Quando mi alzo presto la mattina, penso insonnolito a chi può essere in grado di sopportare quella che io chiamo la mia banalità.
Mi accorgo che, nell'aria ghiacciata, respirare con la bocca sembra meno doloroso e posso giocare a far finta di fumare.
Quasi che si fossero messi d'accordo, tutti i bagni sembrano bianchi e freddi come ghiacciai: vedo volgere in vapore l'acqua calda con cui mi lavo le mani, ed andare a depositarsi sullo specchio, confondendone i riflessi. Poi quella stessa acqua scivola via in un gorgo rumoroso e io non posso che pensare al tedio di queste giornate che si somigliano tutte, che mi trascinano in fondo ad un tubo dove divento qualcosa che non ha memoria ma solo riflessi; una macchina da un solo pensiero alla volta.

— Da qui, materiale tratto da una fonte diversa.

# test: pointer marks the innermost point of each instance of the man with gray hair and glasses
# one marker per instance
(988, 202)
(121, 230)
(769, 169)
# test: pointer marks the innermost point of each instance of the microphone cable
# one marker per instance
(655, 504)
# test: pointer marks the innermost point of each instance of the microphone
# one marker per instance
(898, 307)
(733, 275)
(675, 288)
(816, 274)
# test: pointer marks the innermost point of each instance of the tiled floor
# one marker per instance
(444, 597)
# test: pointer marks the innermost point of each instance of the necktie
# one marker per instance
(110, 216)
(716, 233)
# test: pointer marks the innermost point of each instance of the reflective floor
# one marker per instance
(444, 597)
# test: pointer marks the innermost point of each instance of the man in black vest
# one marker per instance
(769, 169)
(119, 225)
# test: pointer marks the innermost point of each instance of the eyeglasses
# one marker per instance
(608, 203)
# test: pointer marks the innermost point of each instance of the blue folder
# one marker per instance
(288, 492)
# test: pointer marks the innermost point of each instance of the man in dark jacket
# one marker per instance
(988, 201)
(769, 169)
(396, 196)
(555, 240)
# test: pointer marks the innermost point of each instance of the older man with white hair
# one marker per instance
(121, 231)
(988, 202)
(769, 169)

Una realtà quasi romantica, nella sua anestesia: colma di personaggi senza storia o carattere, ricca di trame prive di colpi di scena.
Giornate come queste sono troppo lunghe per essere attraversate in ogni loro attimo.
In giornate come queste ho pensato di raccontare la storia di un piccolo topo reso disilluso dalla sua stessa fortuna.
Se tutto quello che non vedo più c'è ancora, mi devo essere perduto sulla strada che porta fino a qui. Perduto come si perde l'ultimo treno della sera.